### Data Processing Pipeline
  
*Gian Favero and Michael Montemurri, Mila, 2024*

This notebook performs the following steps for the 2025 NFL Big Data Bowl competition:
1. Load raw data from `players.csv`, `player_play.csv`, `plays.csv`, and `tracking_week_X.csv`.
2. Clean and preprocess data. 
3. Save data to be used later on downstream tasks.

In [1]:
import random
import os
import torch
import numpy as np

root_dir = os.getcwd()
print(root_dir)

# Go back a directory to access the data folder
os.chdir(os.path.join(root_dir, '..'))

from data.scripts.data_cleaning import clean_data, aggregate_data, strip_unused_data

# set manual custom seed for reproducibility
def set_random_seed(value): 
    g = torch.manual_seed(value)   
    np.random.seed(value)
    random.seed(value)
    torch.backends.cudnn.deterministic=True
    return g

# set seed
set_random_seed(42)

/cim/faverog/BigData25/notebooks


<torch._C.Generator at 0x7fa79cbbf6b0>

### Pre-Processing Steps

1. Based on "Uncovering Tackle Opportunities and Missed Opportunities", a 2024 NFL Big Data Bowl Finalist
2. All plays are flipped such that xy-coordinate based data is for a team driving left to right
3. All player orientation (angle) is from a reference of 0 degrees (right) and rotates counter clockwise
4. Plays nullified by penalties are removed (there are none)
5. Plays that are a QB kneel, spike, or sneak are removed.
6. Plays that occur when `preSnapHomeTeamWinProbability` or `preSnapVisitorTeamWinProbability` are greater than 95% are removed. This is commonly referred to as "garbage time" and the losing team often stat pads here.
7. `player_play.csv`, `players.csv`, and `tracking_week_X.csv` are merged on the `["gameId", "playId", "nflId"]` axes, 
which is then merged with plays.csv on the `["gameId", "playId", "nflId"]` axes.

In [2]:
# Set paths to local data files
players_fname = os.path.join("data/raw/players.csv")
plays_fname = os.path.join("data/raw/plays.csv")
player_play_fname = os.path.join("data/raw/player_play.csv")
games_fname = os.path.join("data/raw/games.csv")
tracking_fname_list = [os.path.join(f"data/raw/tracking_week_{i}.csv") for i in range(1,10)]

# Aggregate data from the plays.csv, players.csv, and any tracking data into one aggregate dataframe.
df = aggregate_data(
    players_fname=players_fname, 
    plays_fname=plays_fname,
    player_play_fname=player_play_fname, 
    games_fname=games_fname,
    tracking_fname_list=tracking_fname_list,
    )

# Preprocess and clean the data 
df_clean = clean_data(df, 'at_snap') # ['at_snap', 'presnap', 'postsnap', 'all']

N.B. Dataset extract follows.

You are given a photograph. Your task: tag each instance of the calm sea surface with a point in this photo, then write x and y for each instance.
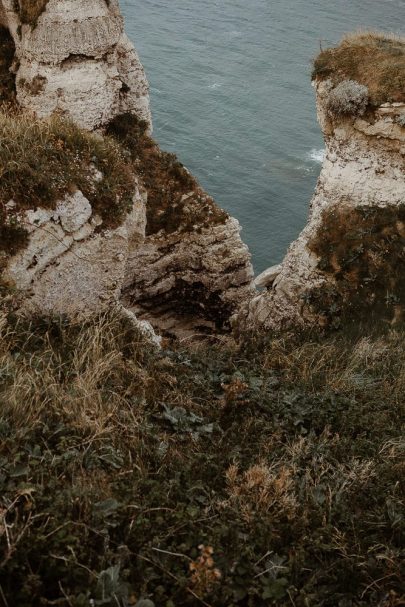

# Reduce the size of the dataframe by removing unnecessary columns
game_context_columns = [
        "gameId",
        "playId",
        "homeTeamAbbr",
        "visitorTeamAbbr",
        "frameId",
        "nflId",
        "displayName",
        "position",
        "club",
        "down",
        "quarter",
        "yardsToGo",
        "possessionTeam",
        "defensiveTeam",
        "yardlineSide",
        "yardlineNumber",
        "gameClock",
        "preSnapHomeScore",
        "preSnapVisitorScore",
        "event",
    ]

# Offensive formation, receiver alignment, and pre-snap win probabilities related to OC
offense_columns = [
        "offenseFormation",
        "receiverAlignment",
        "preSnapHomeTeamWinProbability",
        "preSnapVisitorTeamWinProbability",
    ]

# Defensive formation, pass coverage, and run concept related to DC
defensive_columns = [
        "pff_manZone",
        "pff_passCoverage",
        "wasInitialPassRusher",
        "o_clean",
        "a_clean",
        "s_clean",
        "x_clean",
        "y_clean",
        "dir_clean",
]

# Play description, pass location, rush location, and PFF run concept related to play call
play_columns = [
        "playDescription",
        "playAction",
        "passLocationType",
        "rushLocationType",
        "pff_runConceptPrimary",
    ]

# Yards gained, event, and win probability added related to play outcome
outcome_columns = [
        "yardsGained",
        "homeTeamWinProbabilityAdded",
        "visitorTeamWinProbilityAdded",
    ]

# Combine all columns
useful_columns = game_context_columns + offense_columns + defensive_columns + play_columns + outcome_columns

df_reduced = strip_unused_data(df_clean, useful_columns)

print(df_reduced.head())

print(df_reduced.columns)

INFO: Aggregating data from players, play data, tracking data, and players data into a master dataframe...
INFO: Loaded 16124 rows of plays, 354727 rows of player plays, and 59327373 rows of player tracking data
INFO: Aggregated dataframe has 56747802 rows
INFO: Removing inactive frames...
INFO: 56042924 rows removed
INFO: Removing garbage time frames...
INFO: 107008 rows removed
INFO: Transforming orientation and direction angles so that 0° points from left to right, and increasing angle goes counterclockwise...
INFO: Flipping plays so that they all run from left to right...
INFO: Removing QB kneels, spikes, sneaks...
INFO: 6666 rows removed
INFO: Converting geometry variables from floats to int...
INFO: Removing unused columns from dataframe...
INFO: 95 columns removed
shape: (5, 41)
┌────────────┬────────┬────────────┬───────────┬───┬───────────┬───────────┬───────────┬───────────┐
│ gameId     ┆ playId ┆ homeTeamAb ┆ visitorTe ┆ … ┆ pff_runCo ┆ yardsGain ┆ homeTeamW ┆ visitorTe │
│

In [3]:
csv = True

if csv:
    # Save the cleaned data to a csv file
    df_reduced.write_csv(os.path.join("data/processed/df_clean.csv"))